The reality is, I am much older than my classmates. In fact, some may say someone’s mother came to class today; the truth is – she did. My journey has led me to return to college after a thirty-year hiatus. After completed my Associate in Arts degree, I applied to a few colleges, one of them being Rollins College. Rollins offered me the opportunity to design a degree within a liberal arts curriculum that would give me the platform to do what I have been doing previously – promote the arts.

Promoting the arts has been my passion since my involvement at a young age. Life has given me the occasions to experience the arts as a participant, volunteer, and supporter.  Rollins is now giving me the tools to further my endeavors through its classes, professors, and community.

My first encounter with a professor was to inquire about the self-design degree. Dr. John Sinclair, head of the Music Department, agreed to speak with me about my plans for the proposed degree.  We meet in the summer before the semester even began and he listened to the story of my journey and how I came to Rollins. His assistant sat in on the meeting and shared her personal experience at Rollins as a non-traditional student.  Our conversation included the pros and cons of designing a degree, working through the process; engaging professors to work with me on my proposal, and potential senior projects that are a requirement for the degree. As I listened to their advice, I became excited about my time ahead at Rollins and what I have to look forward to in my journey. Their encouragement throughout the discussion showed me that my time at Rollins would not be a solo flight, but an expedition complete with a navigation team to help guide me.

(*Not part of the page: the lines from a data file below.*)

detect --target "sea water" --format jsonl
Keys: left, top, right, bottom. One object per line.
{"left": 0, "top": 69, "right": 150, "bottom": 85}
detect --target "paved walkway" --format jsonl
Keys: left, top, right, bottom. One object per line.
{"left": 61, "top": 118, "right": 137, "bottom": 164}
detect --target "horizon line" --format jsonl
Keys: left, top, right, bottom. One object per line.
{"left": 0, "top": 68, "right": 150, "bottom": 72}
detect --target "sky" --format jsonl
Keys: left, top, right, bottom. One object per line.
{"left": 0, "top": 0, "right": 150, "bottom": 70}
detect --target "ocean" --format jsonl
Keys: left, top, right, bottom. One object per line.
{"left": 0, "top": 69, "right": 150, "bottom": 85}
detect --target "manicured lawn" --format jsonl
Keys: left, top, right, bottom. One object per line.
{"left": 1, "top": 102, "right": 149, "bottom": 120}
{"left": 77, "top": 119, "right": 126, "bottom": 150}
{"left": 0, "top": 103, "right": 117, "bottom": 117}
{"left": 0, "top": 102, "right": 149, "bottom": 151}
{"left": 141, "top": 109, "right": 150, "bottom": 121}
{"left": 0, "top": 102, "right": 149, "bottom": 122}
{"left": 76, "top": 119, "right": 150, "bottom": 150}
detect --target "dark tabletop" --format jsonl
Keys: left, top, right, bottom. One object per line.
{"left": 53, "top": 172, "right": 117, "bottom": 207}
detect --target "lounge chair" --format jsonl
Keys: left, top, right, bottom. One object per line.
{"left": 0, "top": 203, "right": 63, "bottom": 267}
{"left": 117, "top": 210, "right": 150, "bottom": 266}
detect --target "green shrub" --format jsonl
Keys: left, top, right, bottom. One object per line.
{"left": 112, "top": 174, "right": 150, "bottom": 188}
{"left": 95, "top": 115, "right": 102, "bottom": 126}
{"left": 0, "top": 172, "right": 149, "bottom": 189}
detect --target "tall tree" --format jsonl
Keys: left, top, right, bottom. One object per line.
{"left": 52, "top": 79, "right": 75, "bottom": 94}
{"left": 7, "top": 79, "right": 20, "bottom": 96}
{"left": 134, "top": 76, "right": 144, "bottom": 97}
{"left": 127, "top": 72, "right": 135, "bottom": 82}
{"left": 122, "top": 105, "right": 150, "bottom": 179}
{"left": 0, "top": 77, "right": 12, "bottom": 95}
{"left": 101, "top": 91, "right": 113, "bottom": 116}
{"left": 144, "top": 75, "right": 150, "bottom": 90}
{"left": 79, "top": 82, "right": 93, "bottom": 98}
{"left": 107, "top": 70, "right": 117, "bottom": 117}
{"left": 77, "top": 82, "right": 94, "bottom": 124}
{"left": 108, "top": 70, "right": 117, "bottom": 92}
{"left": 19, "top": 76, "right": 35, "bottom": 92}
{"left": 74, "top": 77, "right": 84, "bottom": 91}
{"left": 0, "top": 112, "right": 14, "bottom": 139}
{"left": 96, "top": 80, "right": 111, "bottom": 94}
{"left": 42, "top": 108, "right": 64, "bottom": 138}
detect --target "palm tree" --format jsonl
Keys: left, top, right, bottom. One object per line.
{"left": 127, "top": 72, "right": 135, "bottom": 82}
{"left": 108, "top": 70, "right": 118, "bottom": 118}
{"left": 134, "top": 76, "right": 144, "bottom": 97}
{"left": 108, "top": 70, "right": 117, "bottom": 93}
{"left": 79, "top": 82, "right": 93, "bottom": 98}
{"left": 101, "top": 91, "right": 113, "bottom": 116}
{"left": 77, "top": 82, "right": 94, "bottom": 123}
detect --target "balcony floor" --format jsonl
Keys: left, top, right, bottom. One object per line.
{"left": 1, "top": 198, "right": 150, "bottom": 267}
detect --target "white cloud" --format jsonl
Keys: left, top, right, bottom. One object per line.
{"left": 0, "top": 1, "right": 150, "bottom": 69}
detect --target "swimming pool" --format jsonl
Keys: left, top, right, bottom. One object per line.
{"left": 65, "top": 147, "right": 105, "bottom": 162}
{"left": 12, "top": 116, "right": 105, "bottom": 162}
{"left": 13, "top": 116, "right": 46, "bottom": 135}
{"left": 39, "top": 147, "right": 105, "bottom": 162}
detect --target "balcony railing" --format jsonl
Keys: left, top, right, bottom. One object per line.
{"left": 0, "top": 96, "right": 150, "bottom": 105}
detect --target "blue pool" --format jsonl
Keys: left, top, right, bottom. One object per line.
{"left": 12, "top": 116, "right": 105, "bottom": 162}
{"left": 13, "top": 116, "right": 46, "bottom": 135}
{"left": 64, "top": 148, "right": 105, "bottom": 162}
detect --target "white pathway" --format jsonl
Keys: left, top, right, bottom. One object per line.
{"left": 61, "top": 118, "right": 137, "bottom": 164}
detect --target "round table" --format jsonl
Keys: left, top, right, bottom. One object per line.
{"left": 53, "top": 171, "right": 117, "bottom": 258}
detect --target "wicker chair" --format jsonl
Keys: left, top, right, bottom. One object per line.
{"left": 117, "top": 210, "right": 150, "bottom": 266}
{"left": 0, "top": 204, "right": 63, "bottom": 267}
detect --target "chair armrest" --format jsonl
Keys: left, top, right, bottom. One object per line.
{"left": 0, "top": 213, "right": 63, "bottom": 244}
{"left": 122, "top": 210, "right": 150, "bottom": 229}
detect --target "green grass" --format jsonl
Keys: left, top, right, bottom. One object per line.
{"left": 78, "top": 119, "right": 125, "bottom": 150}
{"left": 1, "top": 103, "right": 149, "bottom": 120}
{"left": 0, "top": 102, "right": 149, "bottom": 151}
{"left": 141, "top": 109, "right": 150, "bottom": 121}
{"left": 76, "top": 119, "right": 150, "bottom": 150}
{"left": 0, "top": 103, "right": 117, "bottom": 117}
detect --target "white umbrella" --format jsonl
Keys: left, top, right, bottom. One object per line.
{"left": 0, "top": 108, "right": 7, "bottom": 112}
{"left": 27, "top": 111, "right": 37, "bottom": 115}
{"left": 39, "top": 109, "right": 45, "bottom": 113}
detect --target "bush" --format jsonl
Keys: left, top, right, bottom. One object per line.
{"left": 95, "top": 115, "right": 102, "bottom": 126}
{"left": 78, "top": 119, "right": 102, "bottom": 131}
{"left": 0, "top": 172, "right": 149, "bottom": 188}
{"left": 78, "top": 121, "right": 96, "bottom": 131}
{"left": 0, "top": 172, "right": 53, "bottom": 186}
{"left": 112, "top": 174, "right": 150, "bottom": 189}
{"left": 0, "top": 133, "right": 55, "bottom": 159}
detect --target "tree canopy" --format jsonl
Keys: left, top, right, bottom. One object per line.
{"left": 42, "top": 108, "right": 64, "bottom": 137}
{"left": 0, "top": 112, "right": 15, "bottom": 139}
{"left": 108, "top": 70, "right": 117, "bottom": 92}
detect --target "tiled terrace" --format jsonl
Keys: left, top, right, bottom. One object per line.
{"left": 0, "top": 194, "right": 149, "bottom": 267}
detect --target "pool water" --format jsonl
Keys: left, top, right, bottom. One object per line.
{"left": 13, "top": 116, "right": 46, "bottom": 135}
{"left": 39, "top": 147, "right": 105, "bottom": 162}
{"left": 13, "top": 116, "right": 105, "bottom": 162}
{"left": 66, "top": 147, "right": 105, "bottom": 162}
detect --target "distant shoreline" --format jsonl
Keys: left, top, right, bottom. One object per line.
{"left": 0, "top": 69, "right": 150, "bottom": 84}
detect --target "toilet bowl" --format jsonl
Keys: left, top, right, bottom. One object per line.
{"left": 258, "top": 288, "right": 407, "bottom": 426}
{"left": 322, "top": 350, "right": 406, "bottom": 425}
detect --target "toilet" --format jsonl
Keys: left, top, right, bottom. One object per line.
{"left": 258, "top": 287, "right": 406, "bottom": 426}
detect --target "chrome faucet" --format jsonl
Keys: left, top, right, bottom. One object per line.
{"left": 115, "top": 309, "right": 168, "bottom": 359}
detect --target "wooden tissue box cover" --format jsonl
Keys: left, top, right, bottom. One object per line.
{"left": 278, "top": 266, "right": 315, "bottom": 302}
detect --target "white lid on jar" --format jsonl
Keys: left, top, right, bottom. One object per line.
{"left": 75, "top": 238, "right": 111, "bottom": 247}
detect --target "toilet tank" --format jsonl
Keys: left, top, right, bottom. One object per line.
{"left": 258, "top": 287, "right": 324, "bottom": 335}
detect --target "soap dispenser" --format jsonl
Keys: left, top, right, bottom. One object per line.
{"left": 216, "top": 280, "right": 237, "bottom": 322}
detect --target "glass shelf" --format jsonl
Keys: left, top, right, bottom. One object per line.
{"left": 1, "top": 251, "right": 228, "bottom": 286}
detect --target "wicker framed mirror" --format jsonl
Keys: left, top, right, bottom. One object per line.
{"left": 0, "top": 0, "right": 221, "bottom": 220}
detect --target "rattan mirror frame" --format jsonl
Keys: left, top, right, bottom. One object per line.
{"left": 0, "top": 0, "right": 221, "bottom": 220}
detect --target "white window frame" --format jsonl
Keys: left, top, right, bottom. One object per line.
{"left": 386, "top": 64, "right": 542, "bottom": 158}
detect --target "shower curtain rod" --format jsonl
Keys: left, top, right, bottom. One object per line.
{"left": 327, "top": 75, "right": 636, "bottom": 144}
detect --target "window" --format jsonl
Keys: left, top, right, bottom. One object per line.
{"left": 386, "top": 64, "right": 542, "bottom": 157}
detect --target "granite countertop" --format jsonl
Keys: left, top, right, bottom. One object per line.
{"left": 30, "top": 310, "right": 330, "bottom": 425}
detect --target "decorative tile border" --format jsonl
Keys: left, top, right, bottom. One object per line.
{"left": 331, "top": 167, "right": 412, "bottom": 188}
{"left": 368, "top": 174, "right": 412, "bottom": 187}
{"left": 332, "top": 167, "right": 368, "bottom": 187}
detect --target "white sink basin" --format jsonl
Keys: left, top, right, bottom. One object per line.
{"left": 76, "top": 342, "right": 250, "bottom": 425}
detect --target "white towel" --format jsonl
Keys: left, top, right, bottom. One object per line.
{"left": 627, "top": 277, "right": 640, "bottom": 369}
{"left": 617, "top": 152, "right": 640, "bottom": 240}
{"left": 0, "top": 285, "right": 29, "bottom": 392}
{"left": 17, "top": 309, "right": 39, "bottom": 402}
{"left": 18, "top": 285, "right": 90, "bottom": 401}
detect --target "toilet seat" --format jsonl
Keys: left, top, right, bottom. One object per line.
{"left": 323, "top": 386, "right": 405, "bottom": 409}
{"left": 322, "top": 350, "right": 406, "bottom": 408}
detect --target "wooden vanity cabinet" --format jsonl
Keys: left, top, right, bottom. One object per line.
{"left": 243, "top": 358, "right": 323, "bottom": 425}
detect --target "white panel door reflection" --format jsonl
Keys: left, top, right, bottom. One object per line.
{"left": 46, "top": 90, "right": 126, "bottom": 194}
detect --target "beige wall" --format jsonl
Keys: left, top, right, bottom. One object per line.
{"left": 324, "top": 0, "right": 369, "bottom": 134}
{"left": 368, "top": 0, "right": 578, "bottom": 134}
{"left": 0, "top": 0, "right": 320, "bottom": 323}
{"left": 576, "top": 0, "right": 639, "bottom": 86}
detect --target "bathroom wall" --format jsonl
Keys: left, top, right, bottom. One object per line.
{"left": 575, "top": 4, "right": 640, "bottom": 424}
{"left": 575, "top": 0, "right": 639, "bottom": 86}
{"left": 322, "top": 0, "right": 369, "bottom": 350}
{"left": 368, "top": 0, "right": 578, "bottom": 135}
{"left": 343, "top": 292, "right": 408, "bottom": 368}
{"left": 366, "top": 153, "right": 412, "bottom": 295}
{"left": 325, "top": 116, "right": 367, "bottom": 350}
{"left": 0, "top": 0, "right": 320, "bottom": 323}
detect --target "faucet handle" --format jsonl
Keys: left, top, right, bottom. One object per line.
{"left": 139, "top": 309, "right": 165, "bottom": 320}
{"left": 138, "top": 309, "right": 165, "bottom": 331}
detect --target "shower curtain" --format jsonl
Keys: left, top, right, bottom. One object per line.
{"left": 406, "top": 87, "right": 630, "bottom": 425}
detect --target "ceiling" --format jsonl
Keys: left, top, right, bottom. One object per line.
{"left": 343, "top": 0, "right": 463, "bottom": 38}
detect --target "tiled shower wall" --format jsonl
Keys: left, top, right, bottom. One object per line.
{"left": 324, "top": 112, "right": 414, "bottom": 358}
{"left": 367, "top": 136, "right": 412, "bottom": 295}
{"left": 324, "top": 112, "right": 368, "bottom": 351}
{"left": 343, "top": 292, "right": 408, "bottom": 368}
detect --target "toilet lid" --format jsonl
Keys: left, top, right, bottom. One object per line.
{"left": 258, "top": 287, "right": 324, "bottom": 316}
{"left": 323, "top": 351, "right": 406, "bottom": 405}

After meeting with Dr. Sinclair, I took a look at the notes I had written during our time together and began to formulate a plan for designing and completing my degree. I made a list of the departments I was interested in and the people I would need to connect with about my proposed degree. As I began to communicate with professors from the various departments, it was obvious they wanted to hear my ideas and help in any way they could. Their experience and advice were delivered with the intention of equipping a student with the tools not only for the immediate gratification but also for success in a career and life.

My proposal is still being written and I continue to seek advice during my time at Rollins and for the future. Guidance has continued through a variety of professors, some through their coursework and others outside of the classroom. My goal is to secure approval for my self-designed degree and complete it in the two years I have remaining at Rollins. I would like to be thought of as a student who desires excellence in all things. This will be an attainable goal for a mom studying at an excellent school.